The Ginkgo leaf shall always remind me of the poet Donna DeMeyer, a Plymouth Poet. She could always talk great poets into driving long distances to read for her at the Plymouth Coffee Bean Company, on Penniman in that wonderful town with a village square, called Kellogg Park. One of the greatest, who drove all the way from Ann Arbor Michigan had tired eyes from long hours as a database administrator and a tool and die designer. I am speaking about Bob Hickok, who made cover of Poets & Writers and landed a professorship at Virginia Tech. I follow up on Donna, and I think she landed a job managing the 24 Hour coffee house. I imagine she is still called upon to read her poem, "In the Belly". She gave life to children, and two of them I met during our Writers' Workshops at the Coffee Studio, near a east corner of Kellogg Park. One of our tribe, a woman from Westland, wrote these mystical short poems that had a Zen loan touch, and I imagine her reading them to us around the table up in the loft, even as I dread to think of her as gone from our world. Any one else remember Anne E. Horvath? Maybe poetry's only reward is to be remembered by ones fellow poets. I once drove her van to take a group of us to hear Rita Dove at Marygrove University, Madame Cadillac Hall. That night, I almost backended a car on Seven Mile that just stopped in front of us for no reason whatsoever. She once gave me twenty dollars for fixing her computer, tucking it into my top shirt pocket, where the pencil protector should go. Her husband could fix anything without a circuit board.
I gave Donna a card with a Ginkgo leaf printed on front and a green Ginkgo leaf inside. We were both married at the time, but we went off on poetic roadtrips together, including to one at a coffee house in Ypsilanti, near Depot Town, is it? A guy named Van Baldwin and she sat in a car for hours afterward, talking I suppose, as I drank in a Depot Town bar.

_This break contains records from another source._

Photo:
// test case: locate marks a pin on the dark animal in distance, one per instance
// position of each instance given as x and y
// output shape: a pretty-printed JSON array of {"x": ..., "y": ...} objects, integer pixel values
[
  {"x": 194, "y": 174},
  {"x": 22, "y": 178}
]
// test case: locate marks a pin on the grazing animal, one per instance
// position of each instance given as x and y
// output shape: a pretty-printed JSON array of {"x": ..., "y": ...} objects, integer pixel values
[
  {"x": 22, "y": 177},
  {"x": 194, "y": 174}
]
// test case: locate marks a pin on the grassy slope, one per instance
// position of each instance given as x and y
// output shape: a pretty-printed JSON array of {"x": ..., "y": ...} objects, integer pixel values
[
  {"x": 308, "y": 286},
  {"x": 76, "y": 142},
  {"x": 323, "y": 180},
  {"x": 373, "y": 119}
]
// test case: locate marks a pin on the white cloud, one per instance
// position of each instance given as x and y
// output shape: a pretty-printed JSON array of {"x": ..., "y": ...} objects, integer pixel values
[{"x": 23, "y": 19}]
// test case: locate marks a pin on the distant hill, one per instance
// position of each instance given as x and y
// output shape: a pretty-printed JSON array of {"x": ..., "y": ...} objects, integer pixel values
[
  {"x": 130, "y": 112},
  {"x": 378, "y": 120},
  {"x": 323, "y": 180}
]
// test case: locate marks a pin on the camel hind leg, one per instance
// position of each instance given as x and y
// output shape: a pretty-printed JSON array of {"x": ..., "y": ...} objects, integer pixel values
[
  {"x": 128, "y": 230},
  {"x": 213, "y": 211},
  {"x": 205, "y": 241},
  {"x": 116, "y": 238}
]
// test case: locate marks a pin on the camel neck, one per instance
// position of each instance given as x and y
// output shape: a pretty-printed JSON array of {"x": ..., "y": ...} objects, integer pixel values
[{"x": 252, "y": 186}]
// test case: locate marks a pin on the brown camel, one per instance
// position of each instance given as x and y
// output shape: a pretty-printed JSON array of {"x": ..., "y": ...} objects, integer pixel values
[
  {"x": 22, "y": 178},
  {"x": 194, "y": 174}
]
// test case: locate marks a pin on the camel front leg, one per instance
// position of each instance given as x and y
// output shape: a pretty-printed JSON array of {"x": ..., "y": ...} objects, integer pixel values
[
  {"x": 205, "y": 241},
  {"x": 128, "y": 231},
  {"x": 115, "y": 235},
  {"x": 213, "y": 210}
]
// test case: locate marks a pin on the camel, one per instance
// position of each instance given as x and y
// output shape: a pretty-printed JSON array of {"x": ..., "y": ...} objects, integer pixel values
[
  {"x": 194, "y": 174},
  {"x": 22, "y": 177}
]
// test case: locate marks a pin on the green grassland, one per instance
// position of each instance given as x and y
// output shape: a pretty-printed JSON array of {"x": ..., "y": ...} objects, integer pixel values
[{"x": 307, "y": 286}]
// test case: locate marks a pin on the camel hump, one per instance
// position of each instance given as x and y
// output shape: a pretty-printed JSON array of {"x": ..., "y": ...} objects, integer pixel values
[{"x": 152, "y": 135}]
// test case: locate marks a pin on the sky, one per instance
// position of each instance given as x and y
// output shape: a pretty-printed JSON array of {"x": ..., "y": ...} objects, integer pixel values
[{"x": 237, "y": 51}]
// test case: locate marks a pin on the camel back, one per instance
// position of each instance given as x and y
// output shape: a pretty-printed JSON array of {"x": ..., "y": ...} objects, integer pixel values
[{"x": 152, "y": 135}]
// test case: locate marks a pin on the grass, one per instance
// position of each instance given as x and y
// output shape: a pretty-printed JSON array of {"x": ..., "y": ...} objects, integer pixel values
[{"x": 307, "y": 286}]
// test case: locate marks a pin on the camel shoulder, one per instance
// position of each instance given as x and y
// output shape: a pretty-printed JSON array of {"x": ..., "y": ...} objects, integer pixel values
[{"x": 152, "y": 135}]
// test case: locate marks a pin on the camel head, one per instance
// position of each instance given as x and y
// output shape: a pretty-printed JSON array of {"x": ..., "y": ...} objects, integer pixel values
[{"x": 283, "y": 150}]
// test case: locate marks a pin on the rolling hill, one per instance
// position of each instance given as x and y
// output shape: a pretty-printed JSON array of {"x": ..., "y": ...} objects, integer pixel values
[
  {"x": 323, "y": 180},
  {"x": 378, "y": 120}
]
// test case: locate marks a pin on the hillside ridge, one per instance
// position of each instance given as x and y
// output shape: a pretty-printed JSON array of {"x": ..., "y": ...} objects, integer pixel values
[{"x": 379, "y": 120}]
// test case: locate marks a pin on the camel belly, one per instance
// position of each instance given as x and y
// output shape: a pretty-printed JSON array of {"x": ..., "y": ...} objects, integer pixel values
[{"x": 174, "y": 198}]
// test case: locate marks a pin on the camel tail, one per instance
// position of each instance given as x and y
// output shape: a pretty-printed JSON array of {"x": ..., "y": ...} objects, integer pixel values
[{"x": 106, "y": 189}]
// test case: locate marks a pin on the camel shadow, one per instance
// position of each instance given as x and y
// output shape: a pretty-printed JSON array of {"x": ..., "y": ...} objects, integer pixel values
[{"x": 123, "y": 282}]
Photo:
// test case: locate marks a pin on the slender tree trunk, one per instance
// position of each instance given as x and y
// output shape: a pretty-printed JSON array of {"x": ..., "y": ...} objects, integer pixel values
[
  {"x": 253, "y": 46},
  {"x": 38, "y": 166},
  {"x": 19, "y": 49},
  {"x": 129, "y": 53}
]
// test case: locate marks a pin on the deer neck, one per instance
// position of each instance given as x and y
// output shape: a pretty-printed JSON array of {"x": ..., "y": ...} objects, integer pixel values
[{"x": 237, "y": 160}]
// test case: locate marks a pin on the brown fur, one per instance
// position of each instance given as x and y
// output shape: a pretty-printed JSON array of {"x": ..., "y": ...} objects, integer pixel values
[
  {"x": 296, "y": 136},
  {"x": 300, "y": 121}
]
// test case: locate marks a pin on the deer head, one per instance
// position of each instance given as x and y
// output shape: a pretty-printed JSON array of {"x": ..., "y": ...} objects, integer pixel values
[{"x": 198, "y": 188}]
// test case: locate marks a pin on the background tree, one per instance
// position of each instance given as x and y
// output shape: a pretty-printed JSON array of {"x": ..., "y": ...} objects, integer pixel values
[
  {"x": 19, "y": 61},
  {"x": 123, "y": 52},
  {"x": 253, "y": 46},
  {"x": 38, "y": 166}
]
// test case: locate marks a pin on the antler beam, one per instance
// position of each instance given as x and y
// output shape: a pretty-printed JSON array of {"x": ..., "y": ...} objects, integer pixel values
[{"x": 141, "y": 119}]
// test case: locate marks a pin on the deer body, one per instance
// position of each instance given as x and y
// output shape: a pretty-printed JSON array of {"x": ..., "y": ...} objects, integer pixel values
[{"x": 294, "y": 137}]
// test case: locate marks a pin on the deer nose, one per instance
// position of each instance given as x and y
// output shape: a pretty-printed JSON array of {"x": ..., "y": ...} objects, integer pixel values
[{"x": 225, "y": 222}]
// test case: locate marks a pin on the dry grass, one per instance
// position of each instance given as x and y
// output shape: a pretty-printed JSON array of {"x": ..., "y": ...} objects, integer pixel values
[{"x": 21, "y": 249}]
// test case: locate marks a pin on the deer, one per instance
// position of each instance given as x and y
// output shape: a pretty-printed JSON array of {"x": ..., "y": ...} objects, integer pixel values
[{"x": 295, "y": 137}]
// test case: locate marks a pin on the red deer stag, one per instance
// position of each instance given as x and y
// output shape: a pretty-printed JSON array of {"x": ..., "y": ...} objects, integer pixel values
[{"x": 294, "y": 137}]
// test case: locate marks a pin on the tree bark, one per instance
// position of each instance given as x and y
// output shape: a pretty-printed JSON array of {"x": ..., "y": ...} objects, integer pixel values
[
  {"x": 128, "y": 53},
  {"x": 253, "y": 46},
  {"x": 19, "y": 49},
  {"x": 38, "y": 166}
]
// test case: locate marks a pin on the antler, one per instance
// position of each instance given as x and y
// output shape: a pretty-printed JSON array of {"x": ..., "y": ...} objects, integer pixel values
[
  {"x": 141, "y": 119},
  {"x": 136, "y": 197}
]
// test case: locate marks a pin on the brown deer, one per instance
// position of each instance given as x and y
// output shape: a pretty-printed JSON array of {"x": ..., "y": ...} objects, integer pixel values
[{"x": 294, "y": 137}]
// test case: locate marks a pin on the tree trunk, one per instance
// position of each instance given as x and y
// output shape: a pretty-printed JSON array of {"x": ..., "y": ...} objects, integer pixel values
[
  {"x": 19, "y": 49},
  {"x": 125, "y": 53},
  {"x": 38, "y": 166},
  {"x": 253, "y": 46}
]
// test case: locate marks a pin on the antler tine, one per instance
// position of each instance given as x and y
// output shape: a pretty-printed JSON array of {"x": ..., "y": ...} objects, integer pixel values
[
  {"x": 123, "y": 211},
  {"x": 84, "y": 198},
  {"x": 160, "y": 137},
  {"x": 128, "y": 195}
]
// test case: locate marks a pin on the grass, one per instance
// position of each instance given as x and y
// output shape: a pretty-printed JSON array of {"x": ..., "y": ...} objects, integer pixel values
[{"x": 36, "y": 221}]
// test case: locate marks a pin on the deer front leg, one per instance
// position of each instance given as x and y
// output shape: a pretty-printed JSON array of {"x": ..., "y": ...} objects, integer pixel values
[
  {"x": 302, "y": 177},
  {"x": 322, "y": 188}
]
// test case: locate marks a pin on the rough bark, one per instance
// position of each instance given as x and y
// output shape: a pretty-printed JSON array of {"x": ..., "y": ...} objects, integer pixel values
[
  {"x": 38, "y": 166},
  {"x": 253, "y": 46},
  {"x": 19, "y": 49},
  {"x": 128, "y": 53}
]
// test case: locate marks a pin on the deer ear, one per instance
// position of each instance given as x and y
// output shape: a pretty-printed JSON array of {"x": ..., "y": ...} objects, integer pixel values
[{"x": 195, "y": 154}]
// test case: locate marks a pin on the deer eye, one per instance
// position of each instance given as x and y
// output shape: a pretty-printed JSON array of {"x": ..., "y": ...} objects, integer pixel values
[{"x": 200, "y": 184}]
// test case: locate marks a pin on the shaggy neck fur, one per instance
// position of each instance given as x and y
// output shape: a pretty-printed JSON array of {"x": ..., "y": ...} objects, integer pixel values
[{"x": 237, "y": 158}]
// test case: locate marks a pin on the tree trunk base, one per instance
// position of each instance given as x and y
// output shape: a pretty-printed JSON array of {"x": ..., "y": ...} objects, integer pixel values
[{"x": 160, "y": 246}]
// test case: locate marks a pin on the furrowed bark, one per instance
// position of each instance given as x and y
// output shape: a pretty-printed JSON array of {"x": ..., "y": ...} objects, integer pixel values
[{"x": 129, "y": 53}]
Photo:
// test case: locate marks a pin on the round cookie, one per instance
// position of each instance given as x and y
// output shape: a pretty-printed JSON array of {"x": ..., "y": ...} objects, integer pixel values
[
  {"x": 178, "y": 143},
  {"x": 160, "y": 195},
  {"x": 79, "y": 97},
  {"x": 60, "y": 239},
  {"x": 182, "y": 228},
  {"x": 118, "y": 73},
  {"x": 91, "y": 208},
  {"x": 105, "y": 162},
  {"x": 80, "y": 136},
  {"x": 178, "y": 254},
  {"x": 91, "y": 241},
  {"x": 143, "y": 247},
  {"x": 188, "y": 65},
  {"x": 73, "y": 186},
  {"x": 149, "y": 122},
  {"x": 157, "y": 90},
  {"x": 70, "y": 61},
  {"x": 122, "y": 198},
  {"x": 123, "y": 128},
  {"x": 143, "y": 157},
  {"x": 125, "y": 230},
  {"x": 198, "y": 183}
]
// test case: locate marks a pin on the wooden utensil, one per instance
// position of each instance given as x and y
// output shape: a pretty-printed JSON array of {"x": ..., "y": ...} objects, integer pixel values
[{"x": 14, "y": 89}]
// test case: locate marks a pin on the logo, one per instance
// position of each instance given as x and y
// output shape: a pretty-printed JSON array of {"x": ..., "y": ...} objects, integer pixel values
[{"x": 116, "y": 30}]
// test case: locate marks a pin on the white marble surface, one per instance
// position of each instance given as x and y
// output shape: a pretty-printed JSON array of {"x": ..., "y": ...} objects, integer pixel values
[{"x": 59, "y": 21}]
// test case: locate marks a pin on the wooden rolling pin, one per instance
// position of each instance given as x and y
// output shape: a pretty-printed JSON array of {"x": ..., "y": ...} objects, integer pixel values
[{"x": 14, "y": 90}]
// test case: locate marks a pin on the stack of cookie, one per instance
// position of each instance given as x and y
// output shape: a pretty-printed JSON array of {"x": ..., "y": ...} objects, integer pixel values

I think it was Fall 1994, but I didn't keep careful notes on time then. Van had a live in partner, a woman with whom he raised rabbits, so it was probably on the up and up, the talk in Van's car.
The Ginkgo tree loses all its leaves in a single day is the legend, but it usually takes a bit longer than that. I have felt that I have lost all my friends from that scene in a single day. My divorce proceedings led to my eviction from the marital home and I moved to Sterling Heights, far from that lovely Plymouth poetry scene. I lost that local feeling. Since then, I have been wandering, looking for the local feeling again. For the record, I did not sleep with any poet from that scene. For the record, I ignored the sparks.
Saturday, October 15, 2011
The Ginkgo leaves are soon to fall in East Grand Rapids MI, Mile 12985.